L’histoire de Th. Jean Delaye (1896-1970) s’articule avec celle du XXe siècle marocain.

Recruté par le Service Géographique du Maroc, il a suivi tous les épisodes de la conquête coloniale depuis 1924 jusqu’en 1940. C’est là qu’il exerça ses talents en relevant la topographie de plusieurs massifs montagneux du Rif à l’Atlas, sans compter ses missions de reconnaissance aérienne et vécut au Maroc jusqu’en 1960.

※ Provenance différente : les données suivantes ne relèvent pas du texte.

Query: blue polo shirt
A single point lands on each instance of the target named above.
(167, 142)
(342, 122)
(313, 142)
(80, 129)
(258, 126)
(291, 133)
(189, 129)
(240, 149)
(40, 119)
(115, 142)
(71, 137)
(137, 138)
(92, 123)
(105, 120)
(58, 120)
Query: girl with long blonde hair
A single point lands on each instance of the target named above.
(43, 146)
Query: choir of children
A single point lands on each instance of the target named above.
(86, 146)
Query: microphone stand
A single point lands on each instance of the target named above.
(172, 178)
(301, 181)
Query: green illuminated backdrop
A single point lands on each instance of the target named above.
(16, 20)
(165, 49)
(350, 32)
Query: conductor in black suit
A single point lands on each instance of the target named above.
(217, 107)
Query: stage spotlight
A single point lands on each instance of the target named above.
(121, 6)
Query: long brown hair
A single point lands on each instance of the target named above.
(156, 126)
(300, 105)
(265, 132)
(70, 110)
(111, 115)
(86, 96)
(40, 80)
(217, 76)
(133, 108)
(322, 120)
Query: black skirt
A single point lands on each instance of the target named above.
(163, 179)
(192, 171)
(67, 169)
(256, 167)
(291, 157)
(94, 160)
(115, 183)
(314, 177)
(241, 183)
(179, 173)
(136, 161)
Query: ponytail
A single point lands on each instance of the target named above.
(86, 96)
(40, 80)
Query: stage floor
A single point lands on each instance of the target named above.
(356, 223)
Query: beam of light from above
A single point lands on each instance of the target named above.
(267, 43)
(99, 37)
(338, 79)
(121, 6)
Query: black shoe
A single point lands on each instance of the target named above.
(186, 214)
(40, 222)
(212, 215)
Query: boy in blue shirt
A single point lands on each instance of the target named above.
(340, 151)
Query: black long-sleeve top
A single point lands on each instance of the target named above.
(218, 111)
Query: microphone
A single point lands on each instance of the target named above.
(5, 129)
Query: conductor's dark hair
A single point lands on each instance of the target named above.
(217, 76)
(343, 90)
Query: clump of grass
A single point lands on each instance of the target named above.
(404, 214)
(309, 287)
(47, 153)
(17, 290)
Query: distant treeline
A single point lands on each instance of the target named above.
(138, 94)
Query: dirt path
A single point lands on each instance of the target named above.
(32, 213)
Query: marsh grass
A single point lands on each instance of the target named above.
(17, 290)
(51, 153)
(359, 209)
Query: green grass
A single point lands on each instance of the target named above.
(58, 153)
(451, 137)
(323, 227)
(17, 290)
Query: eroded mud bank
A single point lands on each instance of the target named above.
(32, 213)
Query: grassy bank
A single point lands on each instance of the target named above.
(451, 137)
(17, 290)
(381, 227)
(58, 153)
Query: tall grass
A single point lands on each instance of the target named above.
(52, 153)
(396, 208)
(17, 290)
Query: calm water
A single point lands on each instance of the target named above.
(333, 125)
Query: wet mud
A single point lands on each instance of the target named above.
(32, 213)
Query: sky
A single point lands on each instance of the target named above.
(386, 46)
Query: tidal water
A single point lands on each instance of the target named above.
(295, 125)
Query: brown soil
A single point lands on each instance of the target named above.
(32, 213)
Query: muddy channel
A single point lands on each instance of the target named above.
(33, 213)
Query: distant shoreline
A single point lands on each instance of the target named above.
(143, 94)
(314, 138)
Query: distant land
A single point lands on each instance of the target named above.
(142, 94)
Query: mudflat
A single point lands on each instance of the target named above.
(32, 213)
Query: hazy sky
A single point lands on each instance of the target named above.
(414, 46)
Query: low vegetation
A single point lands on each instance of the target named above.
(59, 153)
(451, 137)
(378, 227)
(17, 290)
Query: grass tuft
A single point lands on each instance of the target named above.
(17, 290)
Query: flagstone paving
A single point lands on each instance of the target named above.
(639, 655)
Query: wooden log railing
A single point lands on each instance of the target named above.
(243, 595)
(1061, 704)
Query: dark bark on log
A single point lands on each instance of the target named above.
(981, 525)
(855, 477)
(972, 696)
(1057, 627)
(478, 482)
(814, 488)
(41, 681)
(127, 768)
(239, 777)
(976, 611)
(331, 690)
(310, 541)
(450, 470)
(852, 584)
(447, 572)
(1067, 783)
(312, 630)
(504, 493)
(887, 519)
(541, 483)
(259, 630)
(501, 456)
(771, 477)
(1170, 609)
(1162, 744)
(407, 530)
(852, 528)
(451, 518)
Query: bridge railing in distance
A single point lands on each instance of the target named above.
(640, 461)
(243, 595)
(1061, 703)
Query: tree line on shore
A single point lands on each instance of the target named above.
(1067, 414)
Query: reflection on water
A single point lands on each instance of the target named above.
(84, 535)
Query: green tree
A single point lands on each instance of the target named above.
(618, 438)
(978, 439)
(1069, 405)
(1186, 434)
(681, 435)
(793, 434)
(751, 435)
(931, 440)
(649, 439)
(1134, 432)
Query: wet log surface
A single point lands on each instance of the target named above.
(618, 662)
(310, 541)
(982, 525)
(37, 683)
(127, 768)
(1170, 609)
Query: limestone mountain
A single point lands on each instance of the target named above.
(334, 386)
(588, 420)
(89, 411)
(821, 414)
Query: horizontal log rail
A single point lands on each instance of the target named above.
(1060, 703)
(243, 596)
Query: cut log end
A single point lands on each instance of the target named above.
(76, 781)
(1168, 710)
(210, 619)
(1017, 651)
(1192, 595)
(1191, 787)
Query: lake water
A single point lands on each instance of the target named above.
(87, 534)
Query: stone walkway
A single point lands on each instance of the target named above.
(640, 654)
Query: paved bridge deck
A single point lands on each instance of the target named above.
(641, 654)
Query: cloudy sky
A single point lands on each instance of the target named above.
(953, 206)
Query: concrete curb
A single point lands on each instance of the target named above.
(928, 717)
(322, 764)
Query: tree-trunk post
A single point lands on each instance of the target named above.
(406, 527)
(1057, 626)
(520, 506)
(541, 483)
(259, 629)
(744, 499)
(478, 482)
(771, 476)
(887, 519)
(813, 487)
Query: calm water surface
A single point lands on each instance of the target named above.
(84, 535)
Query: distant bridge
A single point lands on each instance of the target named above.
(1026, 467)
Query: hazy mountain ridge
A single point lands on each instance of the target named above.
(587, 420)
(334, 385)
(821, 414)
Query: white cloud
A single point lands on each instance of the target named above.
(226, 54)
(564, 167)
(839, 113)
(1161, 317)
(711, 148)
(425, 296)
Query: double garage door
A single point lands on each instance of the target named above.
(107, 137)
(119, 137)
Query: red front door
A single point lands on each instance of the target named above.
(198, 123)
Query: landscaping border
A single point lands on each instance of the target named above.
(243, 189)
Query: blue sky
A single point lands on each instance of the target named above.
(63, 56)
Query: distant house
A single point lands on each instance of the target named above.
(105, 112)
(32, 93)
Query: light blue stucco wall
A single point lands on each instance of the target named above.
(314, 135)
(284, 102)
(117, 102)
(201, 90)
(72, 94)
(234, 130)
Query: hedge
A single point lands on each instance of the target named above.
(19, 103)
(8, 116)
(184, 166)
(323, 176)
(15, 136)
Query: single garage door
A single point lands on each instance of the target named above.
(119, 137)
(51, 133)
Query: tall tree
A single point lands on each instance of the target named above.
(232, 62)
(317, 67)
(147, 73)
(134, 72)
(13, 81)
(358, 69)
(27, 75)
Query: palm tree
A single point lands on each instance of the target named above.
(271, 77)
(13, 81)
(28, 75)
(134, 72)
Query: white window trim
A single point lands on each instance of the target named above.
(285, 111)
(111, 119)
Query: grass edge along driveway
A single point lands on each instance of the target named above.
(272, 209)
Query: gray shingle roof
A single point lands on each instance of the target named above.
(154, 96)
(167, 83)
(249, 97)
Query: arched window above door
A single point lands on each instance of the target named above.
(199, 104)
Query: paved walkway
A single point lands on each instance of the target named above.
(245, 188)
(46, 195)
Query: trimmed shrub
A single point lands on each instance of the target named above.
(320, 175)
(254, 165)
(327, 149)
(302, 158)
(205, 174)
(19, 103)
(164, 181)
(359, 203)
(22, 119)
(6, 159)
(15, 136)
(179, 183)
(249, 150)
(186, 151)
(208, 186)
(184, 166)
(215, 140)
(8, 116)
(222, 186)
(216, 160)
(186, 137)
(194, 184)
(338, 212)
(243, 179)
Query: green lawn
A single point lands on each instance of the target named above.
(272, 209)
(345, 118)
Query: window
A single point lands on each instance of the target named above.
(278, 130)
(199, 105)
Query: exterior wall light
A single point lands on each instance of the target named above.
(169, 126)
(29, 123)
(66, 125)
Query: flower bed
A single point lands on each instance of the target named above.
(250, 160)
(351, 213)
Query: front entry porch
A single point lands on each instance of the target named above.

Il fut d’abord un cartographe, mais aussi un géographe. On a même pu écrire (Aurelia Dusserre) qu’il fut « un des principaux acteurs de la géographie marocaine de l’Entre-Deux Guerres. Il a été un des membres les plus actifs du Comité de la Société de Géographie en 1931, il en devient l’un des vice-présidents en 1939. Il collabore régulièrement à la Revue de Géographie du Maroc, avant d’en devenir le rédacteur en chef en 1942. » Inutile de dire qu’il approuve totalement l’action coloniale, en quoi il ne dépare pas des manuels de géographie de l’époque : dans son édition de 1959, soit trois ans après l’indépendance, le manuel de première de Hatier (par H. Boucau et J. Petit) écrivait : « L’économie marocaine était, vers 1912, au stade du Moyen-Age ; son développement s’affirme très brillant, grâce à l’afflux des capitaux et des techniciens français ».

Jean-François Troin nous en a opportunément rappelé le souvenir en reproduisant dans ses « Carnets de géographie anecdotique » (Éditions Petra, Paris, décembre 2018) un dessin de la place de France à Casablanca. C’est que Delaye fut aussi un dessinateur et un illustrateur d’ouvrages très fécond, et que son travail permet de mieux comprendre la place que le protectorat marocain a occupé dans les représentations coloniales françaises de cette époque.

En effet, à côté de ses aquarelles et dessins de la vie populaire et de l’architecture traditionnelle, qui constituent un apport intéressant mais un peu attendu, Delaye exprime la modernité du Maroc, suivant en cela le discours colonial du moment : la France voyait dans le protectorat marocain sa plus belle réussite coloniale. En témoignent les dessins des villes nouvelles et des installations portuaires.

Telle, ci-dessous cette image de la place de France à Casablanca, où dit un manuel de géographie « la ville nouvelle enveloppe la ville indigène » ou encore les images d’un train de phosphates dans le port de Casablanca.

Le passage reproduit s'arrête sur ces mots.